Title: Prioritisation of candidate Single Amino Acid Polymorphisms using one-class learning machines

Authors: Jiaxin Wu; Mingxin Gan; Rui Jiang

Addresses: MOE Key Laboratory of Bioinformatics and Bioinformatics Division, TNLIST/Department of Automation, Tsinghua University, Beijing 100084, China. ' School of Economics and Management, University of Science and Technology Beijing, Beijing 100083, China. ' MOE Key Laboratory of Bioinformatics and Bioinformatics Division, TNLIST/Department of Automation, Tsinghua University, Beijing 100084, China

Abstract: Recent advancements of the next-generation sequencing technology have enabled the direct sequencing of rare genetic variants in both case and control individuals. Although there have been a few statistical methods for uncovering potential associations between multiple rare variants and human inherited diseases, most of these methods require computational approaches to filter out non-functional variants for the purpose of maximising the statistical power. To tackle this problem, we formulate the detection of genetic variants that are associated with a specific type of disease from the perspective of one-class novelty learning.

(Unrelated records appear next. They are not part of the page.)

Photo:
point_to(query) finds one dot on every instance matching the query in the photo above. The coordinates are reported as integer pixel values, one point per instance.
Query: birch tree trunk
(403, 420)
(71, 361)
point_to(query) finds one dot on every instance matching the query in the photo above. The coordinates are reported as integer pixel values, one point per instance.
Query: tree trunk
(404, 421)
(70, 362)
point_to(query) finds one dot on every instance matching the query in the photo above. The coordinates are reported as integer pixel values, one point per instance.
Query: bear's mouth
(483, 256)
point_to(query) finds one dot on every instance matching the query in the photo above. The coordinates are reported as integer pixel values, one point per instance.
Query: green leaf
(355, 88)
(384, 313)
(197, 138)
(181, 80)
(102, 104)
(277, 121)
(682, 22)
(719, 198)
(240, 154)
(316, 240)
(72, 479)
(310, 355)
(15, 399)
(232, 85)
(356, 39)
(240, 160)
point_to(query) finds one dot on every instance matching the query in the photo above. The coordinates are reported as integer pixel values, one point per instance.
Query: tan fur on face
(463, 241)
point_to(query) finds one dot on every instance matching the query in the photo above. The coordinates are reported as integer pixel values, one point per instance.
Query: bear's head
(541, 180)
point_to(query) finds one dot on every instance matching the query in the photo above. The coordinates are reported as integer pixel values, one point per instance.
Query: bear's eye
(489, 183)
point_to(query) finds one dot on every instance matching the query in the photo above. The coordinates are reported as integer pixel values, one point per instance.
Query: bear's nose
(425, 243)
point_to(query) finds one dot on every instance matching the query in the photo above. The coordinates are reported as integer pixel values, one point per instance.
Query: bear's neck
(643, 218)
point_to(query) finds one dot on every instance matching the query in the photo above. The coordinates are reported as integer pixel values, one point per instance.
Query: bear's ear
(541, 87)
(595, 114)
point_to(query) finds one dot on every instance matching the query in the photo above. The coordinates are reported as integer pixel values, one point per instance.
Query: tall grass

We focus on a typical type of genetic variants called Single Amino Acid Polymorphisms (SAAPs), and we take advantages of a feature selection mechanism and two one-class learning methods to prioritise candidate SAAPs. Systematic validation demonstrates that the proposed model is effective in recovering disease-associated SAAPs.

Keywords: rare variants; SAAPs; single amino acid polymorphisms; one-class SVMs; support vector machines; Parzen probabilistic neural networks; principal component analysis; PCA; sequencing; genetic variants; feature selection.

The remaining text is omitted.